Scottsdale Center for the Performing Arts
February 21, 2015
Vocalist Cassandra Wilson
delivered a modern homage in honor of the anniversary of Billie Holiday
's 100th birthday. Her performance neither replicated the late singer's sound nor did it adhere to the jazz mode of that long-past era. Instead, it was a re-characterization of the songs that made Holiday famous from 1935 to 1959.
Those attending who may not have been aware of Wilson's career style of mixing jazz and blues with country and folk music might have been surprised at first, and perhaps dissatisfied, about how she treated Holiday's repertoire. But it soon became obvious to the 800-plus listeners that they were experiencing an exceptional artistic venture, rather than simply a recital of Lady Day's catalog.
"Coming Forth by Day" was the theme of the concert and also the title of Wilson's tribute album (Legacy/Sony Music, 2015). In both, Wilson recreated and refreshed tempos and phrasings of vintage songs, often spinning them into less familiar territory.
The two-tine Grammy Award-winner exhibited a supple contralto that was alternately satin-smooth and deeply husky. Her rendition of "You Go to My Head" was delivered in a contemporary samba style; "All of Me" was far beyond early Holiday styling, sung in an almost morose mood, nurtured by a bass clarinet solo. The languid warmth imbued into "The Way You Look tonight" and "I'll be Seeing You" best represented Holiday's early style, enhanced by the sextet's violinist.

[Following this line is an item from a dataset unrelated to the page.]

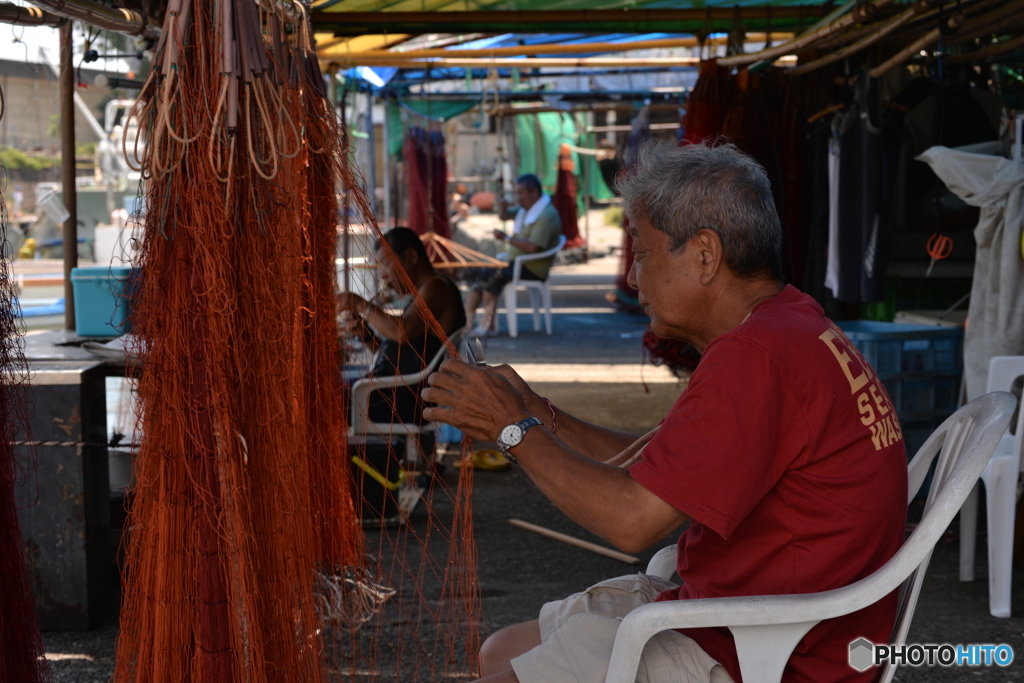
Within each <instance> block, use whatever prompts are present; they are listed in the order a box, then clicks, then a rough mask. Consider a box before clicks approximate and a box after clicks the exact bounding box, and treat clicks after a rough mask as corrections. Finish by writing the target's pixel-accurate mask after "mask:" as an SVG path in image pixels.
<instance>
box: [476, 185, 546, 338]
mask: <svg viewBox="0 0 1024 683" xmlns="http://www.w3.org/2000/svg"><path fill="white" fill-rule="evenodd" d="M515 197H516V202H517V203H518V206H516V207H511V208H510V207H509V206H508V203H507V202H506V201H505V200H504V199H503V200H502V201H501V203H500V212H499V216H500V217H501V219H502V220H508V219H509V218H512V216H513V215H514V216H515V223H514V225H513V228H512V234H506V233H505V232H503V231H501V230H495V239H496V240H500V241H501V242H507V243H508V247H507V248H506V257H505V258H506V260H507V261H509V265H507V266H505V267H504V268H480V269H479V270H478V271H477V272H476V274H475V280H474V281H473V282H472V283H471V284H470V291H469V296H467V297H466V319H468V321H472V319H473V318H474V317H475V315H476V309H477V308H478V307H479V306H480V300H481V299H482V300H483V324H482V325H480V326H479V327H476V328H474V329H473V333H472V334H474V335H477V336H483V335H485V334H487V333H488V331H490V330H492V329H493V328H494V327H495V311H497V310H498V297H499V296H501V293H502V290H504V289H505V286H506V285H508V284H509V283H510V282H512V265H511V264H512V263H513V262H514V261H515V257H516V256H522V255H523V254H537V253H539V252H544V251H548V250H549V249H553V248H554V247H555V246H557V245H558V238H559V236H560V234H561V233H562V220H561V218H559V217H558V211H556V210H555V207H554V206H552V205H551V198H550V197H548V196H547V195H545V194H544V190H543V189H542V188H541V181H540V180H539V179H538V178H537V176H536V175H532V174H531V173H527V174H526V175H521V176H519V179H518V180H516V183H515ZM553 260H554V259H553V258H546V259H540V260H537V261H526V262H525V263H523V267H522V272H521V273H520V275H519V276H520V278H521V279H522V280H535V281H540V282H544V281H545V280H547V279H548V272H549V271H550V270H551V262H552V261H553Z"/></svg>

Wilson's interpretation of "Good Morning Heartache" offered an appropriate tinge of sadness that this composition merited. "Crazy He Calls Me" and "These Foolish Things" were energized by bassist Lonnie Plaxico
The most poignant moments of the evening were during "Don't Explain" and Wilson's new original, "Last Song (For Lester)" that represented Holiday's sadness at being barred from singing at the funeral of her beloved musical partner, Lester Young
Although the members of Wilson's sextet were excellent musicians, their delivery occasionally distracted from her vocal stylings. In particular, a guitarist who rotated among four instruments (including a mandolin) played more in styles that evinced a folk-music feel rather than jazz or blues. Also, his modes and sound levels seemed to overpower Wilson and her other colleagues in too many instances.